A Vow So Bold and Deadly (Cursebreakers, #3)(19)



I hold very still. I would give every scrap of silver in Emberfall to my new spy if she could appear with a weapon that would stop Lilith right this moment. My fingers long to grip tight to the girl in my arms, as if I could keep her safe by sheer strength of will. “I have made preparations to go to war. I will stand against Grey. I have done as you asked.”

“Good boy,” she breathes. Her lips brush against mine, and I snap back. Harper shifts in my arms.

Lilith smiles. “No matter what you tell her, she cannot cross the veil without my assistance. If I take her away, you will have no way to reach her.”

“I will do as you ask,” I say. “You have my word.”

“Good.” She traces a finger along the scar on Harper’s cheek before I can jerk her away.

Harper startles awake, slapping a palm to her cheek. Her breathing is quick and rapid. “Rhen. What—who—you.” She goes very still in my arms.

“Yes. Me.” Lilith’s eyes flash with danger in the darkness, and she hisses the words like a snake. “You weak, broken, worthless little—”

Harper launches herself out of my arms, and I realize a moment too late that she’s seized the dagger from my belt.

“No!” I cry. I remember the last time she threw a weapon at the enchantress.

But Harper doesn’t throw it. She drives the blade right into Lilith’s midsection, throwing her weight into the movement and bringing the enchantress to the floor. Harper kneels on her arm, then wraps the fist of her free hand in Lilith’s hair.

She leans down close. “Go ahead,” she whispers. “Take me home. Let’s see how long you live on my side.”

Wind swirls through the room, making the candles go out and the flames in the hearth flicker. Lilith is gasping, either from shock or pain. “I will make you pay—”

“He’s doing what you want him to do. Did Grey give you that scar? I bet I can make a bigger one.”

“Harper.” I can’t breathe. “Harper, please.”

Lilith is practically drooling with rage. “I will end you—”

“Then do it. Lose the only leverage you have.” Harper leans down closer. “You’re the weak one,” she whispers. Lilith screams in rage, then slashes her free hand against Harper’s arm.

Harper cries out and snaps back. Blood has appeared in three long stripes across her bicep.
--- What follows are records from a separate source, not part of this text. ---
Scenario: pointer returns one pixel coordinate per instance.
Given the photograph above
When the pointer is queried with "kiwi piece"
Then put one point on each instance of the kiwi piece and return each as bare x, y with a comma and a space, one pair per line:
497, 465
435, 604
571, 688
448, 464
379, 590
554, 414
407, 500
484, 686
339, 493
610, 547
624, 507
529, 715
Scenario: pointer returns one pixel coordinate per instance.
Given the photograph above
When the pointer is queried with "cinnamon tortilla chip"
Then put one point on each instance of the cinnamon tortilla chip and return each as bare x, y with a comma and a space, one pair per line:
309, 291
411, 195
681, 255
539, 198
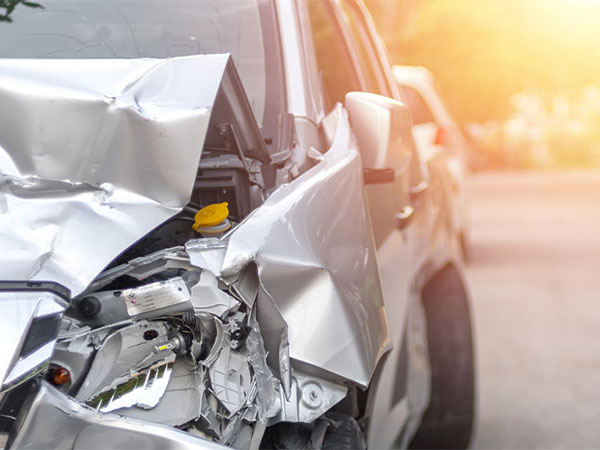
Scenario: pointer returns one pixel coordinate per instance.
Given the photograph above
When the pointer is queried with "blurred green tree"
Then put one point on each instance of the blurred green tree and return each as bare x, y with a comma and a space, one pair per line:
483, 51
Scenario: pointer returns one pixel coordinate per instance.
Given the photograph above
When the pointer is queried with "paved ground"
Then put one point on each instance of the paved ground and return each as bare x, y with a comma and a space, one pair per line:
535, 285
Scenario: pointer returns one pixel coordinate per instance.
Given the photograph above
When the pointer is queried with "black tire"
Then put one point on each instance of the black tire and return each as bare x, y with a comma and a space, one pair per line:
448, 420
344, 433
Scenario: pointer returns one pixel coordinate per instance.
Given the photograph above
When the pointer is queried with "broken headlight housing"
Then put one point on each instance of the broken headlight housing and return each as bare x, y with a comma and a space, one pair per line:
29, 323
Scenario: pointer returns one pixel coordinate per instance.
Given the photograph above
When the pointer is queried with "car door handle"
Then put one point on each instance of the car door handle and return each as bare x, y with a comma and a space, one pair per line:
404, 217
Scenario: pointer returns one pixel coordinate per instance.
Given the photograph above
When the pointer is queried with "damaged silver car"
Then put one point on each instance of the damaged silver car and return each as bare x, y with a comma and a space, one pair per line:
216, 230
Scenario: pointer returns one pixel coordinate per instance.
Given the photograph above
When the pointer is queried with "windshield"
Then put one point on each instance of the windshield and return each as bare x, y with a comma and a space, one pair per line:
151, 28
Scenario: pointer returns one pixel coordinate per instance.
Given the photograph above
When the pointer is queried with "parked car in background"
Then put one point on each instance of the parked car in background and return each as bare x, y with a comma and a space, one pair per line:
435, 131
210, 242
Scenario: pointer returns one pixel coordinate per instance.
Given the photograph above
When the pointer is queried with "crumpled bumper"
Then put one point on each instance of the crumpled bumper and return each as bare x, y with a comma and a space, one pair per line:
50, 419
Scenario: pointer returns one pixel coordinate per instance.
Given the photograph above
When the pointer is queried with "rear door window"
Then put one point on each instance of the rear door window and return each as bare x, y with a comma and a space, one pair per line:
334, 59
My door swings open. Guardsmen charge in, drawn by their screams.

Lilith disappears, leaving nothing but the dagger and a stain of blood on the floor.

Harper slaps a hand over her arm. She’s all but wheezing. “Is it bad?” she says. “I can’t look at it.”

I’m staring at her, and it takes a moment for my eyes to leave her face. I pull at her fingers gingerly. The sleeve of her dress is shredded, the slashes bleeding freely.

Dustan appears at my side, and he drops to a knee.

“Brandyn,” he says to one of the guards. “Fetch a physician. The princess will need stitches.”

Harper sighs. “More scars. Great.”

I can’t stop staring at her in wonder.

“What?” she says.

I have no words. “How—how did you—” I break off. “How?”

“I hate her,” she says simply. “It wasn’t hard. Or do you mean, how did I know how to pin her like that?”

“Who?” says Dustan.

“Yes,” I say.

“Easy.” Harper picks up the blade, wipes it on the skirts of her ruined dress, and holds it out to me, hilt first. Her eyes are fierce and determined. “Zo taught me.”





CHAPTER NINE

LIA MARA

When I used to imagine being queen, my dreams involved my people finding peace at last. I would rule with gentle firmness instead of my mother’s vicious brutality, and my subjects would thrive. No one would fear me. I never wanted to be feared. I thought my people would rejoice.

I never thought someone would be begging me to sever limbs right in the middle of my throne room.

“Your Majesty,” whispers Clanna Sun, the woman who used to be Mother’s chief advisor—who is now my chief advisor. “You will need to take some action.”

“You should cut his hands off,” growls the woman in front of me. Her name is Kallara, and she owns a small farm far to the north, right along the Frozen River. Her hands are gnarled and her skin is weathered from a lifetime of hard labor. “Even if an apple falls from the tree, it doesn’t make it free.”

“I didn’t steal an apple!” snaps the man, another landowner named Bayard. “I planted on my land.”

“It’s my land,” shouts Kallara.

“Mine!” he roars. His cheeks are red, his eyes bulging out with fury.

“Not surprising that a man lacks the intelligence to measure distance,” says Kallara. “Perhaps our wise queen will grant your lands to me, and I can put you to work in the fields where you belong.”

“I was in the fields where I belong!”

“Cut all their hands off,” Nolla Verin, my sister, mutters from her throne on my opposite side. Ellia Maya, another advisor who’s always been close to my sister, laughs under her breath. Nolla Verin flashes her a smile.